Geometric cryptography is an area of cryptology where messages and ciphertexts are represented by geometric quantities such as angles or intervals and where computations are performed by ruler and compass constructions. The difficulty  or impossibility of solving certain geometric problems like trisection of an angle using ruler and compass only is the basis for the various protocols in geometric cryptography. This field of study was suggested by Mike Burmester, Ronald L. Rivest and Adi Shamir in 1996. Though the cryptographic methods based on geometry have practically no real life applications, they are of use as pedagogic tools for  the elucidation of other more complex cryptographic protocols.
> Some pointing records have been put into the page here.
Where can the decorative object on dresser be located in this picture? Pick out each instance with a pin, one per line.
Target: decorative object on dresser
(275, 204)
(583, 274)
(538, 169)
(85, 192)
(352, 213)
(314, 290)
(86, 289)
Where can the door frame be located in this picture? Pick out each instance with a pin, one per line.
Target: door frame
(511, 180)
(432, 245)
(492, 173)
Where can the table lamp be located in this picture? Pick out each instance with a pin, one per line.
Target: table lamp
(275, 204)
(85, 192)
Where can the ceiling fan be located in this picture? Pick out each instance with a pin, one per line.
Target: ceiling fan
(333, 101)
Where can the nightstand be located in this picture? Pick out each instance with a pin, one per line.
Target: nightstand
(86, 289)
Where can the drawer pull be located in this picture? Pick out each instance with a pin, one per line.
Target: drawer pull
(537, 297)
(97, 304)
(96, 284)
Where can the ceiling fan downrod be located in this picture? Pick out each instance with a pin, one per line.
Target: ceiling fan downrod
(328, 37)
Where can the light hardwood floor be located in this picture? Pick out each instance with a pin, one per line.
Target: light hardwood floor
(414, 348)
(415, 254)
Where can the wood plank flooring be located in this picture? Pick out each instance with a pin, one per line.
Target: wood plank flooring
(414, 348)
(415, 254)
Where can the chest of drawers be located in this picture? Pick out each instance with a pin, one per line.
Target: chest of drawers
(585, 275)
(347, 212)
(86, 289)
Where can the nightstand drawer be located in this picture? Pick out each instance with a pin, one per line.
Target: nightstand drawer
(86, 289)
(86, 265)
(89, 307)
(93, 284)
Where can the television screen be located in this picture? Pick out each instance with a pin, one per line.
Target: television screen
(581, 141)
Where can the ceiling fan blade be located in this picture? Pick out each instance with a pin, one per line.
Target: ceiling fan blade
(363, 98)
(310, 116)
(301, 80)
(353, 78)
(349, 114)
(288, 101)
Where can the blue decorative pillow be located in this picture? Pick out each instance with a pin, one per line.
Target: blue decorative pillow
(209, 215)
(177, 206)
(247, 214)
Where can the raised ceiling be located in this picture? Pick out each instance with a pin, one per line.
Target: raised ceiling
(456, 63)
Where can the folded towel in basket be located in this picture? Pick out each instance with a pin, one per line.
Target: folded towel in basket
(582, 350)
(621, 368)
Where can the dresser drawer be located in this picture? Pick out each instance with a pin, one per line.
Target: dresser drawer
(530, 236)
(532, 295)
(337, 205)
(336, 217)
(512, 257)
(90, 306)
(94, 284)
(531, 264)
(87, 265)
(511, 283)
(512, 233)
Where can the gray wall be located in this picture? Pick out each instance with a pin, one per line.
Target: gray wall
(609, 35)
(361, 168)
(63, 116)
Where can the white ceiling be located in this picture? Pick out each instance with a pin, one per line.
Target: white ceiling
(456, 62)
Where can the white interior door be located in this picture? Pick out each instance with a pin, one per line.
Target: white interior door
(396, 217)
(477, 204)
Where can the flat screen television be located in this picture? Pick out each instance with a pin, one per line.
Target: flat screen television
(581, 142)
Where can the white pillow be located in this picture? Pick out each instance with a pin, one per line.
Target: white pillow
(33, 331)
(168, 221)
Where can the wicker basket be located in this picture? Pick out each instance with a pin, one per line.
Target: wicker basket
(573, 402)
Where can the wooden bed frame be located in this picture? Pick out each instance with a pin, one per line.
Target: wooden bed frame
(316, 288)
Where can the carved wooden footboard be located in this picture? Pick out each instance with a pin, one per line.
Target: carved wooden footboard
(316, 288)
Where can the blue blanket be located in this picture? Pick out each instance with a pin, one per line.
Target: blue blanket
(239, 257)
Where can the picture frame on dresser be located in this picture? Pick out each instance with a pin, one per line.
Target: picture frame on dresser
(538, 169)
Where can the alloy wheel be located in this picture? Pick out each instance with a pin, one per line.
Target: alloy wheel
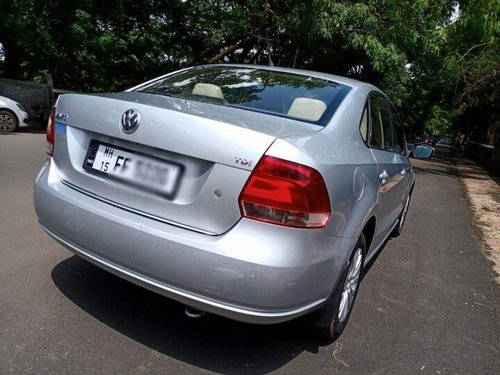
(350, 285)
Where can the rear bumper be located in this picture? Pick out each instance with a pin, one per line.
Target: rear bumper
(256, 273)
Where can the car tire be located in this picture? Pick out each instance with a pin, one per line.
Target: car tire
(8, 121)
(331, 319)
(398, 229)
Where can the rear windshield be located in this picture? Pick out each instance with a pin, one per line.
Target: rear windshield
(295, 96)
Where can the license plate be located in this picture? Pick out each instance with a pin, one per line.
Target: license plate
(141, 170)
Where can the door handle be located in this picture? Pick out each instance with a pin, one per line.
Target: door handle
(384, 176)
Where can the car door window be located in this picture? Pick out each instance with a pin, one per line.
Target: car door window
(380, 118)
(363, 126)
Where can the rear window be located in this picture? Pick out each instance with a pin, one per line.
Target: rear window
(295, 96)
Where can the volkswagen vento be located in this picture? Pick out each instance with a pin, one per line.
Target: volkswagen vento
(255, 193)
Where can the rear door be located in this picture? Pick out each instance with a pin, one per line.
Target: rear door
(388, 161)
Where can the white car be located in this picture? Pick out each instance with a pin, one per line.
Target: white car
(12, 115)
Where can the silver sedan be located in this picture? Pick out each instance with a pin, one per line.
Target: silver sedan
(256, 193)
A geometric one-way function
Some of the geometric cryptographic methods  are based on the impossibility of trisecting an angle using ruler and compass. Given an arbitrary angle, there is a straightforward ruler and compass construction for finding the triple of the given angle. But there is no ruler and compass construction for finding the angle which is exact one-third of an arbitrary angle. Hence the function which assigns the triple of an angle to a given angle can be thought of as a one-way function, the only constructions allowed being ruler and compass constructions.
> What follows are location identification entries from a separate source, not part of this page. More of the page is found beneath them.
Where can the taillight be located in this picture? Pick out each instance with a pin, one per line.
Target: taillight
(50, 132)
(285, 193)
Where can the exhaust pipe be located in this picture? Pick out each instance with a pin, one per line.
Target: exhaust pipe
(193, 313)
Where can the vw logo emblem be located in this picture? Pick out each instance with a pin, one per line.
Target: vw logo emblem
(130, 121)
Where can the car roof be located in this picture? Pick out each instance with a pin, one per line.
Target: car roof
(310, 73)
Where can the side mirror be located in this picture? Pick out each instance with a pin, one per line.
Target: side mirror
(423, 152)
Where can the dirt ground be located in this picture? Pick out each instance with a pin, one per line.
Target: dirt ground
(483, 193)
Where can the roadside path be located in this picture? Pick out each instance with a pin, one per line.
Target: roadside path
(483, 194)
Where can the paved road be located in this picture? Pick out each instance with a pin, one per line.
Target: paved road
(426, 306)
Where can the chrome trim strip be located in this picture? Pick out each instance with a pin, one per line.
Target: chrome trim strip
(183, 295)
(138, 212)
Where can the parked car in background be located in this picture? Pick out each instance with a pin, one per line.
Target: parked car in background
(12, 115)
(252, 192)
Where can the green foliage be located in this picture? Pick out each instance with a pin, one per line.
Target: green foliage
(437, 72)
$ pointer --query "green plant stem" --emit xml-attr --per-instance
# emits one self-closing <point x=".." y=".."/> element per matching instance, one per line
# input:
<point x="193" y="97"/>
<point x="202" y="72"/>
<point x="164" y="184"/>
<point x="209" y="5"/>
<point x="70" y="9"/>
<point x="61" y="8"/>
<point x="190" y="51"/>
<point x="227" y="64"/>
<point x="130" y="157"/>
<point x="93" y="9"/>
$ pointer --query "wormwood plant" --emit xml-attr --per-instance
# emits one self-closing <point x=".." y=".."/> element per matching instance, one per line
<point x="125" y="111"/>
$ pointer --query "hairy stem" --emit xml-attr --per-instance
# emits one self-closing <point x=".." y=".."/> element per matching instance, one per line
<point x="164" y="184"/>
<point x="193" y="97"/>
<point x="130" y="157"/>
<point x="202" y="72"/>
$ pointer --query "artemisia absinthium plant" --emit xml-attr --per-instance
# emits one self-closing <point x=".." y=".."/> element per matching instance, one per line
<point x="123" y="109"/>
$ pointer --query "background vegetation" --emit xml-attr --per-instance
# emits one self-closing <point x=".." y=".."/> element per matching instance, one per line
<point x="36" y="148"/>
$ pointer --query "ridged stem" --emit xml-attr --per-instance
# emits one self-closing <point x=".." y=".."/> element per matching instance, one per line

A geometric identification protocol
A geometric identification protocol has been suggested based on the one-way function indicated  above.  

Assume that Alice wishes to establish a means of proving her identity later to Bob.

Initialization:  Alice publishes a copy of an angle YA which is constructed by Alice as the triple of an angle XA she has constructed at random.  Because trisecting an angle is impossible Alice is confident that she is the only one who knows XA.

Identification Protocol: 
Alice gives Bob a copy of an angle R which she has constructed as the triple of an angle K that she has selected at random.
Bob flips a coin and tells Alice the result.
If Bob says "heads" Alice gives Bob a copy of the angle K and Bob checks that 3*K = R.
If Bob says "tails" Alice gives Bob a copy of the angle L = K + XA and Bob checks that 3*L = R + YA.

The four steps are repeated t times independently. Bob accepts Alice's proof of identity only if all t checks are successful.

This protocol is an interactive proof of knowledge of the angle XA (the identity of Alice) with
error 2−t. The protocol is also zero-knowledge.